錦織圭が難しい初戦を無難に乗り切った。相手は主催者推薦出場の世界ランク153位、カンタン・アリス(フランス)。四大大会のシングルスでは16年全豪と同年全仏で1勝ずつしただけで、下部ツアーを中心…

錦織圭が難しい初戦を無難に乗り切った。相手は主催者推薦出場の世界ランク153位、カンタン・アリス(フランス)。四大大会のシングルスでは16年全豪と同年全仏で1勝ずつしただけで、下部ツアーを中心に戦う22歳だ。恐れる要素は何もないはずだが、錦織にはそうとも言えない事情があった。

 昨年の全仏でも同じく主催者推薦の地元選手と当たった。ストレートで勝ったものの、相手の恐れを知らない強打に、終始、我慢のプレーを強いられた。

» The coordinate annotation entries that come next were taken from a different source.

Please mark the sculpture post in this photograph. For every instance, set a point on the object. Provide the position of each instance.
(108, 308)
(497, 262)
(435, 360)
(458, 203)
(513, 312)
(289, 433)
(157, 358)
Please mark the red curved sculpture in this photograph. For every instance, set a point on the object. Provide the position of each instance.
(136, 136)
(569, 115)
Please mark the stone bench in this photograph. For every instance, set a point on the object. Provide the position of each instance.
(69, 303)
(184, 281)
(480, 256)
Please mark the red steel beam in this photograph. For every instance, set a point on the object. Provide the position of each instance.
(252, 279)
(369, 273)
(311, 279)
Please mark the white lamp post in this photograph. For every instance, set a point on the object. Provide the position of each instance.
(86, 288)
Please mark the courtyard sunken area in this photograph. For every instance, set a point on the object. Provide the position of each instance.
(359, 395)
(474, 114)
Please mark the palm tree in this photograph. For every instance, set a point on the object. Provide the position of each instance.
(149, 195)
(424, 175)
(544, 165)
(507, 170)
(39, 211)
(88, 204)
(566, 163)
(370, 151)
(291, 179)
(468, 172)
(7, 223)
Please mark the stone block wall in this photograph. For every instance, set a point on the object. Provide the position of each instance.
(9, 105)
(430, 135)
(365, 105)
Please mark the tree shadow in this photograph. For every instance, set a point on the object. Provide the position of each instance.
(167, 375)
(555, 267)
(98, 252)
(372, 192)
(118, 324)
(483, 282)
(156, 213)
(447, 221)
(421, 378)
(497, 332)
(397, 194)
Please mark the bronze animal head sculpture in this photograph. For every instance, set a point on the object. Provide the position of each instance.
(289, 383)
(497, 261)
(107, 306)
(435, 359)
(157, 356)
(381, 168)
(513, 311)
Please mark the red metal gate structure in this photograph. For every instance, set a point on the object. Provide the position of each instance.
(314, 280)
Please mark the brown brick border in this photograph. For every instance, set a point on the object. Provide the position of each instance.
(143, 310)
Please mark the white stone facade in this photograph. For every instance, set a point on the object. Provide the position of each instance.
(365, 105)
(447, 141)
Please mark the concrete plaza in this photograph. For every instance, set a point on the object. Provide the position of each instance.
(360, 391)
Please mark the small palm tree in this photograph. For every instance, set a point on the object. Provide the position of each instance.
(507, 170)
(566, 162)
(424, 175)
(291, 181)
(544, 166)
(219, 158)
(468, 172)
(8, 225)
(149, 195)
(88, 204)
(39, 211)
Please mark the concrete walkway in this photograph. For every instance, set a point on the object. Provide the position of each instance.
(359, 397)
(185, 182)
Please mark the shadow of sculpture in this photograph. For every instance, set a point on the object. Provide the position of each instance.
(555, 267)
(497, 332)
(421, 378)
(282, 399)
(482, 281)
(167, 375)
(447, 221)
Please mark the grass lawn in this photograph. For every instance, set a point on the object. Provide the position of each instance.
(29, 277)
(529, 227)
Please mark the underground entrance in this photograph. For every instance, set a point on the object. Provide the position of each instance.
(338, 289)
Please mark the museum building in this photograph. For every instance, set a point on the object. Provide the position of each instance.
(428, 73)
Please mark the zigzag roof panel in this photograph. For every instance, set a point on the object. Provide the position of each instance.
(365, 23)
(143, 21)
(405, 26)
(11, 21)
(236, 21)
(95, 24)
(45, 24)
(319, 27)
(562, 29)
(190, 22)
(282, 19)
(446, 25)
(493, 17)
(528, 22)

 今年の全豪では、予選から勝ち上がった当時176位、カミル・マイクシャク(ポーランド)に苦しめられ、立ち上がりから2セットを連続で失った。それでも2セット連取で盛り返すと、最終セットは相手がケイレンを起こし途中棄権した。逃げ切った錦織は「(相手は)すごく良いテニスをしていた。もし元気だったら危なかった」と胸をなで下ろした。

 四大大会ではランキングは大きな意味を持たないとも言われる。予選を勝ち上がった選手は勢いに乗り、地元の応援を背に登場した選手は一世一代のプレーを見せようと張り切る。ただでさえ、大きな大会の初戦は難しい。ボールのバウンドなど試合環境にはまだ慣れず、独特の緊張感も強敵となる。

 しかも、錦織の全仏に向けてのクレーコートシーズンは、思うように運んでいなかった。昨年準優勝のモンテカルロは初戦の2回戦で敗退。ローマでは準々決勝でディエゴ・シュワルツマン(アルゼンチン)に敗れ、「全仏に向けて気持ちを切り替えていくしかない」と話した。

 このときは、調子は「ベストではない」と正直に話したが、「毎週毎週、よくはなっているので、そこまで気にはしていない」と、つとめてポジティブに現状と向き合おうとする様子も見てとれた。

 大なり小なり不安を抱えて臨んだ大会、しかも難しい初戦に6-2、6-3、6-4のストレートで勝てたのは大きい。体力も温存できたし、何より内容がよかった。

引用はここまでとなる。